Let me illustrate what's happening with an example. I have no skin in either the CS or data science games (I am a control theory guy with amateur yellow-belt status in both fields). A former manager had been massaging some financial data and she had the intuition that a general LP model could be built. She'd built a very simple 2-variable example and hand-optimized the answer. She didn't know how to build the general LP. I didn't either, initially, when she brought me in to systematize what she was doing.

She dumped a big spreadsheet of data on me. I can't get into the details, but basically I spent about 3-4 days playing with the toy example at spreadsheet level, then went away and did a good deal of pen-and-paper math to cast the general data into the form of an LP, and then wrote Matlab code to pull the data from Excel and pop out the optimal results. It was a general solution that depended on some elegant linear algebra manipulations to get to an efficient representation. Not path-breaking, but I was nevertheless very proud of it because the math turned out to be very pretty. It was what my PhD advisor used to call "romantic math" (all sequences and summations and stuff). I wrote it up as an internal paper primarily because the 4-5 pages of LaTeX equations were so darn pretty.

The key in this little vignette is the "jump" from spreadsheet to programmed models, and the fact that some "elegant" insights were needed to do the jump.
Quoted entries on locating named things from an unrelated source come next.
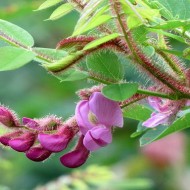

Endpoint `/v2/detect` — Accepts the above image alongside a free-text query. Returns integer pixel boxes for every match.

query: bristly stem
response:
[137,89,179,100]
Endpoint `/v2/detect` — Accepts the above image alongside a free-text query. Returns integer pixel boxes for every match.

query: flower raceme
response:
[75,92,123,151]
[142,97,185,128]
[0,92,123,168]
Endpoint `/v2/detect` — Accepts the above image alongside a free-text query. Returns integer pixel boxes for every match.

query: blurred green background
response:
[0,0,190,190]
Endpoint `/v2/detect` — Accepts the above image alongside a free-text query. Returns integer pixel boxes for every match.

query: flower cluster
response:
[142,97,184,128]
[0,92,123,168]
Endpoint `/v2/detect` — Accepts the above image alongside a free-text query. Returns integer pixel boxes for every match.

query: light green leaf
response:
[157,0,190,19]
[73,15,112,36]
[148,28,187,43]
[0,19,34,47]
[36,0,63,11]
[83,33,119,50]
[143,46,155,57]
[140,113,190,146]
[47,3,74,20]
[56,68,88,82]
[0,46,35,71]
[123,104,152,121]
[86,51,124,82]
[102,83,138,101]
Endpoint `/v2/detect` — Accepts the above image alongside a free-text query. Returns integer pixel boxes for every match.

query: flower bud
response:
[0,131,22,146]
[22,117,40,130]
[0,106,18,127]
[38,126,74,152]
[26,146,51,162]
[9,132,36,152]
[60,136,90,168]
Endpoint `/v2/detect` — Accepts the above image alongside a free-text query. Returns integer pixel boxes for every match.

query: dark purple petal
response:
[0,131,22,146]
[75,100,94,135]
[38,131,73,152]
[83,126,112,151]
[9,133,36,152]
[26,146,51,162]
[89,92,123,127]
[148,96,169,112]
[142,113,171,128]
[60,136,90,168]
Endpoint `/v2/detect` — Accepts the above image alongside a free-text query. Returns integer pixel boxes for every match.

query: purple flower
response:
[9,132,36,152]
[75,92,123,151]
[0,106,19,127]
[142,97,183,128]
[38,126,74,152]
[26,145,51,162]
[60,135,90,168]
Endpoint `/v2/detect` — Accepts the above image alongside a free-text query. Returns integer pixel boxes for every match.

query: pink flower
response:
[142,97,183,128]
[75,92,123,151]
[60,135,90,168]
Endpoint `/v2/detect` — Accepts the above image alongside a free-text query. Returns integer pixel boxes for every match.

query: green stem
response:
[88,76,113,85]
[0,31,54,63]
[137,89,179,100]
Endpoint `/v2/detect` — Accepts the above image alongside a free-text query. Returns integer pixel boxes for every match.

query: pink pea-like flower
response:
[142,97,183,128]
[75,92,123,151]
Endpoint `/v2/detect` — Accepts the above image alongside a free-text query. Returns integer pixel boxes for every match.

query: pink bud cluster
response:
[0,106,90,168]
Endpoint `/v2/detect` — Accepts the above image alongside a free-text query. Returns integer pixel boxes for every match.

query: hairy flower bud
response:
[26,146,51,162]
[0,130,22,146]
[38,126,75,152]
[60,135,90,168]
[22,115,61,131]
[9,132,36,152]
[0,106,19,127]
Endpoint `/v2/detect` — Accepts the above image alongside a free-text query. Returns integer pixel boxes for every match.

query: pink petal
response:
[83,127,112,151]
[9,133,35,152]
[26,146,51,162]
[75,100,94,135]
[22,117,40,130]
[60,136,90,168]
[89,92,123,127]
[0,131,22,146]
[38,133,72,152]
[142,113,171,128]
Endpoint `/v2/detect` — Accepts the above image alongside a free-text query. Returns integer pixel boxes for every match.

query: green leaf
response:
[123,104,152,121]
[86,51,124,82]
[143,46,155,57]
[140,113,190,146]
[0,46,35,71]
[75,0,105,31]
[83,33,119,50]
[0,19,34,47]
[102,83,138,101]
[73,15,112,36]
[33,48,68,63]
[56,68,88,82]
[36,0,63,11]
[47,3,74,20]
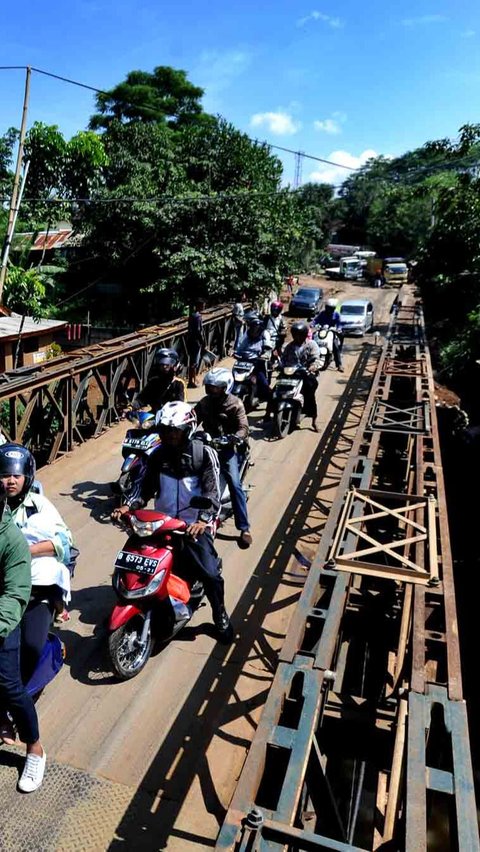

I could not smoothly segue from one regime to another, or brute force my way to a programmed model. I had to make a discontinuous gear shift (supported by pen-paper math derivations in this case). The shift was enabled by a problem-specific insight about the right representation.

The heart of the answer to your question is: "Why was the jump necessary? Why couldn't I gradually refine the toy, hand-computed spreadsheet model to become the generic LP-solving model?"

The gap is the reason the two communities are separate. It is also the reason why the CS types take a backseat.

At the current state of the art, you cannot avoid the jump. And I don't think you ever can, in the general case. The reason the CS types take a backseat is that the "elegant insight" needed to make the jump starts on the spreadsheet side of the gap, which too many CS types are contemptuous about. Here's why.

Spreadsheets and programming bring fundamentally different conceptual metaphors to thinking about numbers, and support different ways of wrangling them. The gap between the two "regimes" until recently had no technology tools in it. You can only leap across the gap with problem-specific elegant insights.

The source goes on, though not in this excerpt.